As proposed your cold-junction temperature sensor should be part of an isothermal (ie. all the same temperature, isolated from disturbances from air currents or heat flowing down the wires) volume A. Ideally the isothermal block has a chunk of metal or something of that ilk to slow temperature changes down so that the dynamics of the CJC sensor do not play much of a part.

In many, if not most, cases of thermocouple instrumentation it is inconvenient to locate and thermally isolate the junctions and an accurate CJC sensor in the field so wires of thermocouple material (or a suitable proxy) are brought back to the instrument and the CJC sensor is located in an isothermal block as in volume B. Heat flows down the wires as shown by the small red arrows.

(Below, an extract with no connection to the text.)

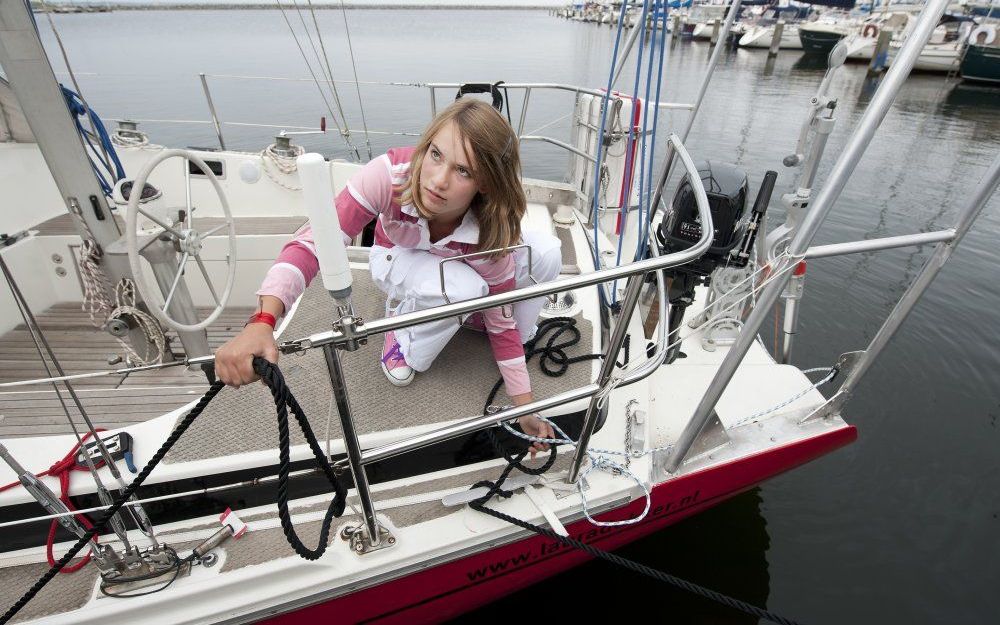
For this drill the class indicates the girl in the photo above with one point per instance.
(458, 192)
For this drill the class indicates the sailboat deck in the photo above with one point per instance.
(111, 401)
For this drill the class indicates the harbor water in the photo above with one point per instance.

In your special case of a type T thermocouple, the top junction of Cu-Cu wires are similar alloy so there is little EMF at the top junction and it could be left out of the isothermal area but they won't be identical so it had better be treated like any other thermocouple (with the understanding that the Copper-Constantan junction temperature is actually more important to monitor). The error due to the temperature differences between A and B will be the same.

The consequence of having the CJC sensor in area B while having the wires transition in area A is that any total differences in temperature between A and B will result in almost exactly the same error in the reading (with the given temperatures).

In other wires if the hot junction is at 50°, Area A is at 25.5°C and area B is at 24.5°C your reading will be 49.0°C, a -1°C error. That's a relatively large error in terms of the reading. If the measurement of the temperature is part of a control loop, the controller will cause the hot junction to run at 51°C.

Note that if the hot junction temperature was 500°C, and the other temperatures were the same, then the -1°C error might not be deemed as important.

The above statements are true for most thermocouple types (J, K, T, E, N), and not necessarily for other types.